From places already devoid of humans (a last fragment of primeval European forest; the Korean DMZ; Chernobyl), Weisman reveals Earth's tremendous capacity for self-healing. As he shows which human devastations are indelible, and which examples of our highest art and culture would endure longest, Weisman's narrative ultimately drives toward a radical but persuasive solution that needn't depend on our demise. It is narrative nonfiction at its finest, and in posing an irresistible concept with both gravity and a highly readable touch, it looks deeply at our effects on the planet in a way that no other book has.
Review: In this eerie imagining of "what if," Weisman travels around the globe to research what would happen if all humans were to disappear from the earth. Weisman accomplishes this with a history lesson - what the earth was like before we were here, and part environmental discussion - how humans have transformed the land and water they will leave behind. Weisman really covers a lot of ground in this: nuclear sites like Chernobyl, dams, artwork, large cities like New York, the ocean, forests, different species of animals from those who are exterminated by us and those who rely on us, and much more.
I enjoyed this book but I found it sort of depressing to continually to be imagining a world where humans exhaust their resources and die out/are exterminated, etc. I guess the tragic and terrifying ordeal of the actual human extinction potential is what really bothered me to think about. But this was such an interesting premise for research, especially since we have microscopic research sites with areas like Chernobyl that have been abandoned by humans - how quickly sidewalks cracks, roofs cave in, and plants and animals take over.

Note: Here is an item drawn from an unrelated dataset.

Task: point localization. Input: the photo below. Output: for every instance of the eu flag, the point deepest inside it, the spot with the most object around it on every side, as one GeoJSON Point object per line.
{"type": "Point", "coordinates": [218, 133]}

I didn't realize going in how much of a history lesson this book would be - an overview of the beginning of agriculture, the destruction of the ozone layer, radio waves in space, how fragile New York City truly is because of its geographical underpinnings, etc. On the other hand, this was a real wake up call. If humans keep reproducing the way we are, and consuming earth's resources the way we do, Weisman's predictions may very well come true.